Die Pläne für das Labor- und Büroprojekt stammen von DELTA und SWAP Architekten. Der zweigeschoßige Neubau mit rund 1.300 Quadratmetern wurde in rund einem Jahr Bauzeit errichtet und plangemäß im April 2017 an die Universität für Bodenkultur Wien übergeben. Anschließend erfolgten die Möblierung und der Einbau der Laboreinrichtung. Seit Mai 2017 forschen und arbeiten hier das Zentrum für Analytik und ein Institut für Umweltbiotechnologie des interuniversitären Departments für Agrarbiotechnologie (IFA). Das Analytikzentrum zog in die Labors, Büros  und Nebenräume des Erdgeschoßes ein. Im Obergeschoß befindet sich das Institut für Umweltbiotechnologie. Herzstück des zweigeschoßigen Holzbaus und damit zentraler Treffpunkt ist ein Besprechungs- und Aufenthaltsbereich mit Teeküche im Erdgeschoß.

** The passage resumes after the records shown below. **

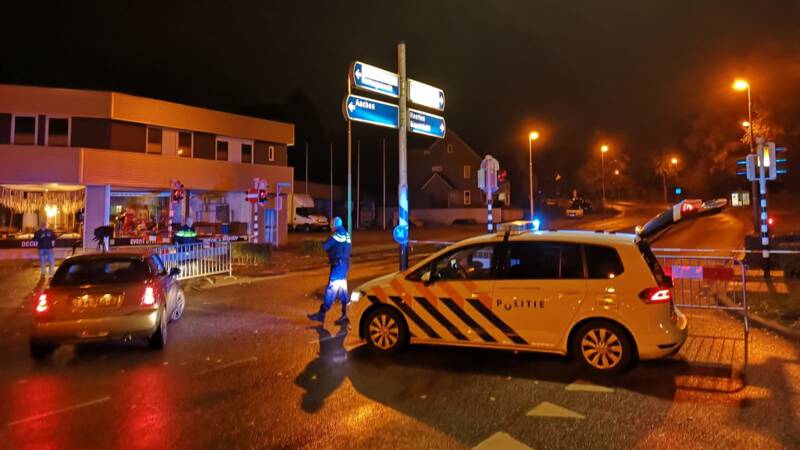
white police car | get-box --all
[348,200,723,373]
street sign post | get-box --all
[408,108,446,138]
[409,79,445,111]
[342,94,399,129]
[478,155,500,232]
[351,61,399,98]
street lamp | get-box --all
[733,78,759,235]
[528,131,539,220]
[600,145,609,207]
[742,120,751,128]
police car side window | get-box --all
[501,242,583,280]
[431,245,495,281]
[585,245,624,279]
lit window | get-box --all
[463,190,471,205]
[464,165,471,179]
[268,145,275,162]
[13,115,36,145]
[46,117,69,146]
[447,144,453,154]
[147,128,163,154]
[216,140,229,161]
[241,143,253,163]
[178,131,192,157]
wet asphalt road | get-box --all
[1,208,799,449]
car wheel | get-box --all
[572,320,633,374]
[148,306,168,350]
[29,341,57,359]
[364,307,408,354]
[170,291,186,322]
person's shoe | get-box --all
[334,316,349,325]
[307,312,325,323]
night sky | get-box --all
[3,1,800,203]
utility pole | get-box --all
[329,142,333,220]
[398,42,409,270]
[757,138,771,278]
[382,138,386,230]
[305,142,309,194]
[347,75,353,235]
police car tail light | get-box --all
[638,287,671,304]
[35,293,50,314]
[141,286,156,307]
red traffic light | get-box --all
[258,189,268,203]
[768,216,775,226]
[498,169,508,182]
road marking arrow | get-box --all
[526,401,585,419]
[473,432,534,450]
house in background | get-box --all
[408,130,520,225]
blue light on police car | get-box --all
[532,219,541,231]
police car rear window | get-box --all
[584,245,624,279]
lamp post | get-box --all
[671,157,679,199]
[528,131,539,220]
[600,145,609,207]
[733,79,759,234]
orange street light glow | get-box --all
[614,169,620,175]
[742,121,751,128]
[671,157,678,165]
[732,79,749,91]
[529,131,539,141]
[601,144,609,153]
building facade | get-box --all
[0,85,294,250]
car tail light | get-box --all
[638,287,671,304]
[35,293,50,314]
[141,286,156,306]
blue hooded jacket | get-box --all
[323,226,351,281]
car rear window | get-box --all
[585,245,624,279]
[638,242,668,286]
[51,258,151,286]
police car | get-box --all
[348,200,724,373]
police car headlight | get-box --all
[350,290,364,303]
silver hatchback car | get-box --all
[30,251,186,358]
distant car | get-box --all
[29,251,186,358]
[565,199,586,218]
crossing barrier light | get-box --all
[768,217,775,226]
[258,189,268,203]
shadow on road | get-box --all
[295,324,349,413]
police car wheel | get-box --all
[572,321,632,374]
[364,308,407,353]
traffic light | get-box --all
[171,185,185,202]
[258,189,268,204]
[498,170,508,183]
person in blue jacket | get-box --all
[307,217,352,324]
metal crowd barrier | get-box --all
[156,241,233,280]
[654,251,749,369]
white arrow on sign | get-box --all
[355,68,361,80]
[348,101,356,113]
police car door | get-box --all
[493,241,586,349]
[405,243,511,345]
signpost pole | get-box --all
[382,138,387,230]
[347,76,353,235]
[357,139,361,229]
[757,138,770,278]
[398,42,410,270]
[329,142,333,220]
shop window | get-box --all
[463,165,471,179]
[13,115,36,145]
[463,190,471,205]
[268,145,275,162]
[216,140,229,161]
[147,127,163,154]
[178,131,192,157]
[241,143,253,163]
[46,117,69,146]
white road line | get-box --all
[6,396,111,426]
[526,401,585,419]
[195,356,258,376]
[473,432,534,450]
[565,380,614,393]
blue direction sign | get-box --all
[351,61,399,98]
[408,108,446,139]
[343,94,399,129]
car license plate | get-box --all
[72,294,121,309]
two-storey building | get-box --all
[0,85,294,250]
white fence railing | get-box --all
[156,241,232,280]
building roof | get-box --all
[0,84,294,146]
[420,172,454,191]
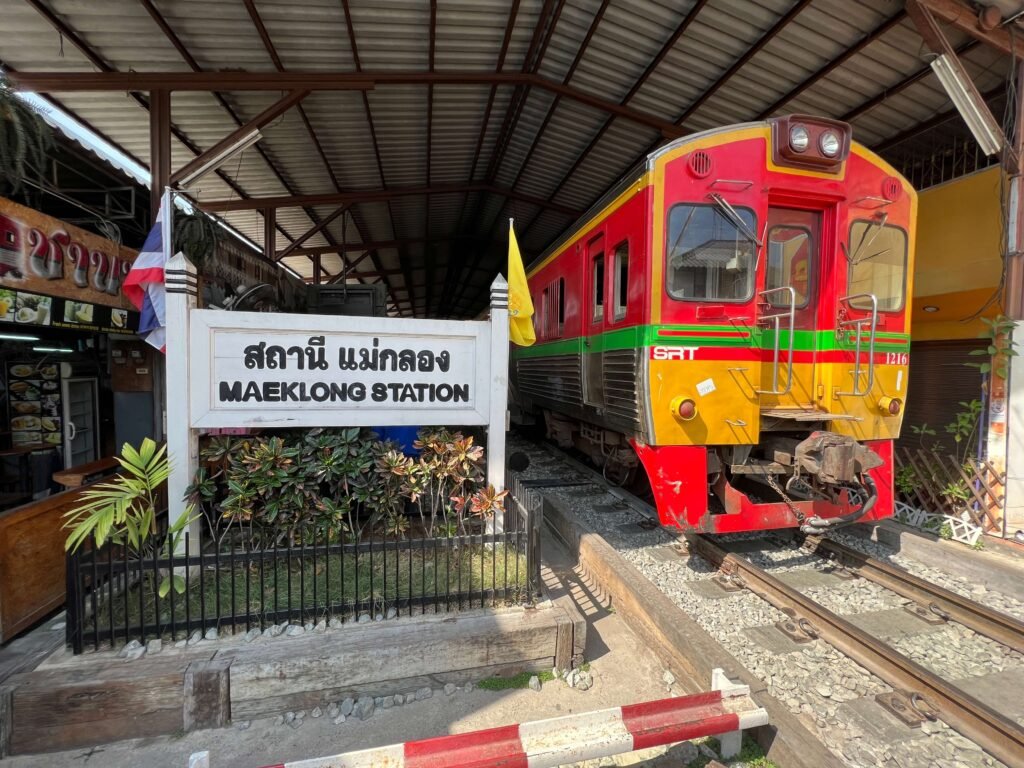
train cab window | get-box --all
[613,241,629,321]
[847,221,908,312]
[592,252,605,322]
[666,204,756,302]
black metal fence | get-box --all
[65,498,541,654]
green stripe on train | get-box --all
[511,324,911,358]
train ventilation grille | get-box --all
[689,150,713,178]
[882,177,902,201]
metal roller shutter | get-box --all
[897,340,987,455]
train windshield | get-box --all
[847,220,907,311]
[666,203,757,302]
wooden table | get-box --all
[53,457,120,489]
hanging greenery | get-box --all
[0,75,54,196]
[173,210,220,268]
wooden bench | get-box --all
[52,457,120,489]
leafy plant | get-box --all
[188,427,496,548]
[945,399,982,464]
[63,438,197,596]
[0,75,54,195]
[174,210,220,268]
[967,315,1017,379]
[894,465,917,497]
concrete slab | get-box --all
[853,521,1024,601]
[837,696,928,745]
[950,669,1024,720]
[646,547,687,563]
[687,579,741,600]
[742,625,806,655]
[774,569,842,590]
[843,608,945,640]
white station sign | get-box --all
[188,309,493,429]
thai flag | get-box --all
[123,199,168,353]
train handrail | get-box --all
[836,293,879,396]
[755,286,796,396]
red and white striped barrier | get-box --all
[190,669,767,768]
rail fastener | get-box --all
[803,535,1024,655]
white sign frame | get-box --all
[163,189,509,544]
[188,309,494,429]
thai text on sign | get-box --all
[211,330,476,409]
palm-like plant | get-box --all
[63,438,196,596]
[0,75,53,195]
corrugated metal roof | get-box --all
[1,0,1013,316]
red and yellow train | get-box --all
[511,115,915,535]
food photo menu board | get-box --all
[0,288,137,335]
[7,361,62,448]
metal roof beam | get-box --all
[169,90,310,187]
[6,71,687,138]
[840,38,979,122]
[275,205,349,261]
[280,236,482,259]
[513,0,710,245]
[674,0,812,129]
[199,184,581,216]
[757,9,907,118]
[915,0,1024,58]
[339,0,411,315]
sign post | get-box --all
[165,250,200,550]
[488,276,509,533]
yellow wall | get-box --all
[911,167,1003,340]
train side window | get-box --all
[666,203,757,302]
[847,221,907,312]
[558,277,565,335]
[613,241,629,321]
[543,280,561,338]
[592,252,605,322]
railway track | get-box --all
[687,534,1024,768]
[801,535,1024,655]
[514,438,1024,767]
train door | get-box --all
[759,206,822,409]
[583,234,606,408]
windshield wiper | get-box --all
[845,212,888,264]
[708,193,762,247]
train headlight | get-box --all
[789,124,810,152]
[671,396,698,421]
[819,130,841,157]
[878,396,902,416]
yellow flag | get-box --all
[507,219,536,346]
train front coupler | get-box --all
[791,432,882,534]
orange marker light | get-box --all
[671,397,698,421]
[878,396,902,416]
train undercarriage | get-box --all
[541,409,892,535]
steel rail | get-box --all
[804,535,1024,655]
[687,534,1024,768]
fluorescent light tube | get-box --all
[0,333,40,341]
[931,54,1003,156]
[32,346,73,353]
[178,129,263,187]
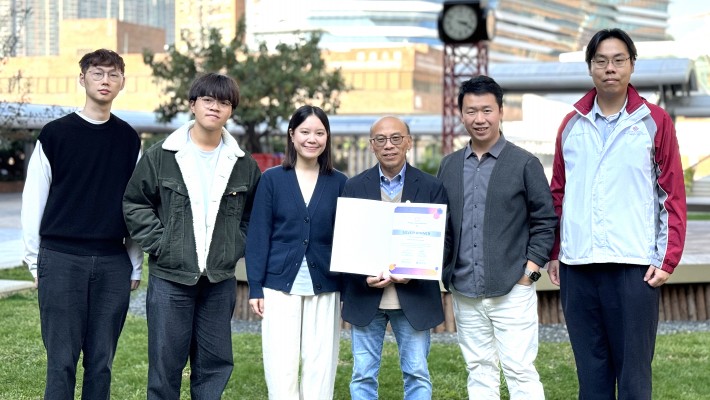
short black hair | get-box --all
[458,75,504,112]
[585,28,637,70]
[188,73,240,110]
[78,49,125,74]
[282,105,334,174]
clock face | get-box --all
[442,4,478,41]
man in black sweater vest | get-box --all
[21,49,142,400]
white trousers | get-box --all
[262,288,341,400]
[452,284,544,400]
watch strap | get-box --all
[524,268,541,282]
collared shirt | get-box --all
[592,97,628,145]
[378,163,407,198]
[452,134,507,298]
[378,163,407,309]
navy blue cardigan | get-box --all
[245,166,347,299]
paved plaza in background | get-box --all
[0,193,22,269]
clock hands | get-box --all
[457,19,475,29]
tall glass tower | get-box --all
[4,0,174,56]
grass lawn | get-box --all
[1,266,710,399]
[0,264,34,281]
[688,212,710,220]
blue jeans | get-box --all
[147,275,236,400]
[37,247,132,400]
[350,309,432,400]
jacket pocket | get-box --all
[224,185,248,217]
[156,178,191,270]
[214,186,249,268]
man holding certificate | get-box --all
[437,76,557,399]
[341,116,448,400]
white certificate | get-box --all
[330,197,447,280]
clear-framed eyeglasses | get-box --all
[591,56,631,69]
[86,70,123,82]
[198,96,233,109]
[370,134,408,147]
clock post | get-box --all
[437,0,495,154]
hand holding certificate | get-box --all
[330,197,447,280]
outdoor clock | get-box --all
[442,4,478,42]
[437,1,493,44]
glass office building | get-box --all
[3,0,174,56]
[2,0,672,59]
[247,0,670,61]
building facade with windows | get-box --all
[1,0,174,56]
[0,0,685,116]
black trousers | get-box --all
[146,275,236,400]
[37,247,132,400]
[560,263,659,400]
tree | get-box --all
[143,19,348,153]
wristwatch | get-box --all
[524,268,541,282]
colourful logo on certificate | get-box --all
[394,206,444,219]
[389,265,440,276]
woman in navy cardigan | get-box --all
[245,105,347,400]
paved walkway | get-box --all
[0,279,33,297]
[1,192,709,295]
[0,193,22,269]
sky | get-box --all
[667,0,710,40]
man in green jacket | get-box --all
[123,73,260,399]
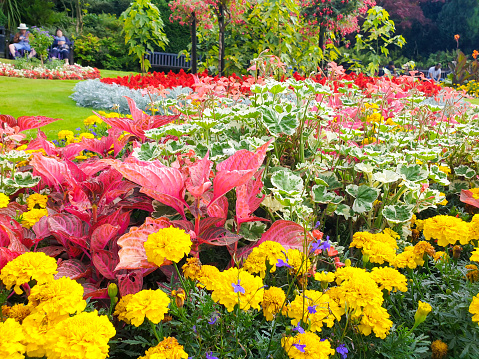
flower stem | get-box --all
[149,320,161,344]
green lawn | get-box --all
[0,59,137,138]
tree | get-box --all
[377,0,445,30]
[0,0,20,29]
[121,0,169,73]
[169,0,248,76]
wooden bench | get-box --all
[145,52,192,69]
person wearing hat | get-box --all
[9,23,36,59]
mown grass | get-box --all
[0,58,137,138]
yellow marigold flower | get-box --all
[1,303,31,323]
[437,192,448,206]
[434,251,448,262]
[288,290,343,332]
[21,310,53,357]
[351,231,397,265]
[466,264,479,282]
[28,277,87,321]
[16,144,27,151]
[314,271,335,290]
[113,294,133,324]
[471,247,479,262]
[431,339,448,359]
[83,115,103,126]
[282,332,335,359]
[197,265,220,290]
[469,188,479,199]
[367,112,384,123]
[469,214,479,240]
[394,247,422,269]
[423,215,470,247]
[57,130,74,140]
[139,337,188,359]
[0,252,57,294]
[470,294,479,324]
[210,267,264,312]
[21,208,48,228]
[182,257,202,281]
[44,311,116,359]
[438,165,451,175]
[286,249,311,276]
[262,286,286,321]
[0,318,25,359]
[124,289,170,327]
[79,132,95,140]
[356,304,393,339]
[383,228,400,240]
[243,240,286,278]
[0,193,9,208]
[26,193,48,210]
[144,226,192,266]
[414,300,432,326]
[370,267,408,292]
[415,218,425,231]
[413,241,436,258]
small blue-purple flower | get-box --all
[276,258,292,269]
[336,344,348,359]
[293,340,306,353]
[232,279,245,294]
[307,305,317,314]
[208,315,218,325]
[293,324,305,334]
[206,352,219,359]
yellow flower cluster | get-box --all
[145,226,192,266]
[26,193,48,210]
[423,215,471,247]
[243,240,287,277]
[0,252,57,294]
[470,294,479,324]
[0,252,115,359]
[370,266,408,292]
[209,267,264,312]
[57,130,74,141]
[21,208,48,228]
[262,286,287,321]
[83,114,103,126]
[0,193,9,208]
[351,231,397,264]
[282,332,335,359]
[116,289,170,327]
[139,337,188,359]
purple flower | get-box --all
[276,258,292,268]
[315,220,321,228]
[293,324,305,334]
[293,340,306,353]
[232,280,245,294]
[208,315,218,325]
[307,305,317,314]
[206,352,219,359]
[336,344,348,359]
[192,325,197,333]
[311,236,331,253]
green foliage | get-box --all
[29,27,54,65]
[73,33,101,67]
[448,50,479,86]
[0,8,7,26]
[152,0,190,54]
[0,0,20,30]
[121,0,169,73]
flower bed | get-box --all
[0,62,100,80]
[1,65,479,359]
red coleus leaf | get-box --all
[117,270,144,296]
[36,246,65,257]
[210,139,272,207]
[15,115,60,132]
[30,153,70,192]
[235,169,268,230]
[55,259,91,280]
[460,190,479,208]
[115,217,172,271]
[44,214,90,250]
[235,220,313,261]
[103,157,188,218]
[185,151,213,198]
[0,247,21,270]
[91,224,120,252]
[82,283,108,300]
[92,250,119,280]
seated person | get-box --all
[428,63,442,82]
[384,61,397,76]
[51,28,72,64]
[9,23,36,59]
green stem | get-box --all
[150,320,161,344]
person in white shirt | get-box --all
[428,63,442,82]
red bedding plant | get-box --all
[0,63,100,80]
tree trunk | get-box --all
[318,28,325,70]
[191,12,197,74]
[218,5,225,77]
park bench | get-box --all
[146,52,192,69]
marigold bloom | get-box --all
[431,339,448,359]
[466,264,479,282]
[394,247,423,269]
[28,276,87,321]
[314,271,335,289]
[182,257,202,280]
[282,332,335,359]
[262,286,286,321]
[44,311,116,359]
[79,132,95,140]
[288,290,343,332]
[57,130,74,140]
[469,294,479,323]
[243,241,286,277]
[0,193,9,208]
[469,215,479,240]
[0,318,25,359]
[139,337,188,359]
[370,267,408,292]
[0,252,57,294]
[471,247,479,262]
[356,304,393,339]
[21,208,48,228]
[351,231,397,265]
[1,303,31,323]
[286,249,312,276]
[26,193,48,210]
[114,294,133,324]
[414,300,432,326]
[423,215,470,247]
[124,289,170,327]
[144,226,192,266]
[197,265,221,290]
[210,267,264,312]
[83,115,103,126]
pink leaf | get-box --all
[236,169,267,229]
[82,283,108,300]
[30,154,69,191]
[16,115,60,132]
[91,224,120,252]
[0,248,21,270]
[117,270,144,296]
[55,259,91,280]
[46,214,90,249]
[460,190,479,208]
[115,217,172,270]
[0,114,17,128]
[92,250,119,280]
[200,227,242,246]
[36,246,65,257]
[185,152,213,198]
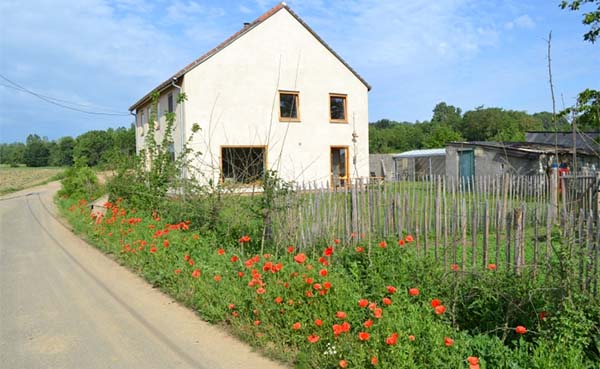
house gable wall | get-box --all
[181,8,369,185]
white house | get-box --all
[129,2,371,187]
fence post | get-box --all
[549,167,559,222]
[351,179,358,242]
[514,206,524,275]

Ökologischer Baustoff für ökonomischen und komfortablen Betrieb Der Baustoff Holz ist nicht nur an der Fassade sichtbar, sondern prägt auch die Ästhetik im Inneren des Gebäudes. Für den Neubau wurden rund 500 Kubikmeter Holz aus heimischen Wäldern verarbeitet. Alle Büros sind nach Süden oder Westen ausgerichtet und profitieren somit von viel natürlichem Licht. Die Labors wurden bewusst auf der Nordseite geplant, um blendfreies Arbeiten zu ermöglichen. Der Bau passt mit seiner klaren Struktur sehr gut zum Charakter des bestehenden Campus. Typisch für einen modernen Holzbau, erreicht das Gebäude Niedrigenergiestandard. Gebäudekühlung und außenliegender Sonnenschutz sorgen in den Sommermonaten für ein angenehmes Raumklima. Im Winter erzeugt die Fußbodenheizung behagliche Wärme. Die Versorgung erfolgt über Fernwärme. Die gesamte Haustechnik wird vom Untergeschoß aus gesteuert. Dieses wurde im Gegensatz zu den oberirdischen Stockwerken aus Stahlbeton gefertigt.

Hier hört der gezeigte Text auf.